Was Leckdetektoren in technischen Anlagen erfassen
Leckdetektoren sind Überwachungsgeräte zur Erkennung von austretenden Medien aus Leitungen, Behältern, Apparaten oder Verbindungsstellen. Sie reagieren je nach Ausführung auf bestimmte Stoffe oder auf Feuchtigkeit, Flüssigkeitsansammlungen und Konzentrationsänderungen in der Umgebungsluft. Die erfassten Signale werden lokal angezeigt, an eine Meldetechnik weitergegeben oder in übergeordnete Regel- und Leitsysteme eingebunden. Entscheidend ist, dass das Gerät auf das jeweilige Medium und den vorgesehenen Einsatzort abgestimmt ist.

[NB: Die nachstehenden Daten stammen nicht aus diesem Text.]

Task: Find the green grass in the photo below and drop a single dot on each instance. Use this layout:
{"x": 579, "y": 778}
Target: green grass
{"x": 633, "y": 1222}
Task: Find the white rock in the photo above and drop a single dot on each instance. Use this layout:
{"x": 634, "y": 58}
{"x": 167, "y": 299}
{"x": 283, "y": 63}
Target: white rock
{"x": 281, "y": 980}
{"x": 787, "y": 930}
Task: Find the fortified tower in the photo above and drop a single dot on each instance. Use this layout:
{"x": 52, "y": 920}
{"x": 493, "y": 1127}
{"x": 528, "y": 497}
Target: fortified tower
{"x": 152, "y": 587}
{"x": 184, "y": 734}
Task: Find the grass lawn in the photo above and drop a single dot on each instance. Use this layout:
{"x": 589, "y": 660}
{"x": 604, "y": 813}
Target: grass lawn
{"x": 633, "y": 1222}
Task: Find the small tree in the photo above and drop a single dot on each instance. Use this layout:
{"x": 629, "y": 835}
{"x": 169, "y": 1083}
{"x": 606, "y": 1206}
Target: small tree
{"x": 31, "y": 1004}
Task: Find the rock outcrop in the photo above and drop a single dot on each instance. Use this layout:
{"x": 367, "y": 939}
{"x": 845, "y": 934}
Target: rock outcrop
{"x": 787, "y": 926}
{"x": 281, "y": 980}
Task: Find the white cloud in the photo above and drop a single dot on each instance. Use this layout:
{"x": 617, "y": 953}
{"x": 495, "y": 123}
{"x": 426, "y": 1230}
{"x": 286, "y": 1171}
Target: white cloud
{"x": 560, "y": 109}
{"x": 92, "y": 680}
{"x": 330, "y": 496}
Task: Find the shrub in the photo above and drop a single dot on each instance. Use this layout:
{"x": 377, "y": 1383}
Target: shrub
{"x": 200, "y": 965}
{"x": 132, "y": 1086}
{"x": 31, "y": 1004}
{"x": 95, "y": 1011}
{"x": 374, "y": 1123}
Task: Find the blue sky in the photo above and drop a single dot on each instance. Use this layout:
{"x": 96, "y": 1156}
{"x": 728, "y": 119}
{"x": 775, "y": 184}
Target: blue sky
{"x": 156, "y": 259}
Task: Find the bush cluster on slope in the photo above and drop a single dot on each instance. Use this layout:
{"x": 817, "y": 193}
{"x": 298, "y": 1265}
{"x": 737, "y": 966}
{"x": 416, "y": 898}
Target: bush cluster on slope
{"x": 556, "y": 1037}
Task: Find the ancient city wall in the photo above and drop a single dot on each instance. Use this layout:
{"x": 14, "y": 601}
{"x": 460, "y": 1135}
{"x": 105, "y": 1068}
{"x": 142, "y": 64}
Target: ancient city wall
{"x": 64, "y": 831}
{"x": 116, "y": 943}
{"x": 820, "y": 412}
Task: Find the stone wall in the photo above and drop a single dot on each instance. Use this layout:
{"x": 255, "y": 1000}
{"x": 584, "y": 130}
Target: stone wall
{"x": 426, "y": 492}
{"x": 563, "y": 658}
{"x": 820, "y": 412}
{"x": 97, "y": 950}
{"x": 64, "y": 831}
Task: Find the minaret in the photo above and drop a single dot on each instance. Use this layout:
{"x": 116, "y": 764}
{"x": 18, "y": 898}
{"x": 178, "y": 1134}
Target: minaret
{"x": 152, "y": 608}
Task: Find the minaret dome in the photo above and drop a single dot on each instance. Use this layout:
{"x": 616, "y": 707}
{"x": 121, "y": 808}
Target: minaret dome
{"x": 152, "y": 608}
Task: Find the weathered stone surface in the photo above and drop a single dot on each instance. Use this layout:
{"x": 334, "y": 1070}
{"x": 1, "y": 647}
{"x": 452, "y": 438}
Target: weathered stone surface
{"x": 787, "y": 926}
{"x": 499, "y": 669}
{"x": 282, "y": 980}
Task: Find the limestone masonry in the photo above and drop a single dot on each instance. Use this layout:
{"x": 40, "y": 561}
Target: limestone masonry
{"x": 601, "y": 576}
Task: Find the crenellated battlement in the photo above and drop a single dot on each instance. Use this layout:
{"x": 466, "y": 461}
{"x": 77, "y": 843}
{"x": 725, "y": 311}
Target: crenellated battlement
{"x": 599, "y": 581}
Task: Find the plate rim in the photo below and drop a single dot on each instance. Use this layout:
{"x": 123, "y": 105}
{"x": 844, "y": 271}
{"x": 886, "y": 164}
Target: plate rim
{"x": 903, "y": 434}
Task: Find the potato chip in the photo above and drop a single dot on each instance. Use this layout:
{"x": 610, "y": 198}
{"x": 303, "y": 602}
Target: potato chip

Typische Einsatzorte in Heiz-, Klima- und Kälteanlagen
In Heizungs- und Wärmeverteilungssystemen werden Leckdetektoren unter anderem in Technikräumen, an Übergabestationen, bei Speicheranlagen oder entlang gefährdeter Leitungsabschnitte eingesetzt. In Kälte- und Klimaanlagen dienen sie der Überwachung von Kältemittelkreisläufen, Maschinenräumen und anderen Bereichen mit potenziellen Austrittsstellen. Bei wasserführenden Systemen kommen auch Lösungen infrage, die Bodennässe, Tropfleckagen oder Flüssigkeitssammlungen früh erfassen. Die konkrete Platzierung richtet sich nach Medium, Anlagenaufbau und möglicher Ausbreitung eines Lecks.
Unterschiede nach Medium, Bauform und Einbindung
Leckdetektoren lassen sich nach dem zu überwachenden Medium unterscheiden, etwa für Gase, Kältemittel oder Flüssigkeiten. Daneben gibt es Unterschiede in der Bauform, beispielsweise punktuell messende Geräte für definierte Überwachungsstellen oder Systeme, die grössere Bereiche über mehrere Sensoren abdecken. Auch die Art der Signalausgabe variiert: von einer einfachen lokalen Alarmmeldung bis zur Anbindung an Gebäudeautomation, Störmeldeanlagen oder sicherheitsrelevante Abschaltungen. Welche Ausführung geeignet ist, hängt von den betrieblichen Anforderungen und der Systemumgebung ab.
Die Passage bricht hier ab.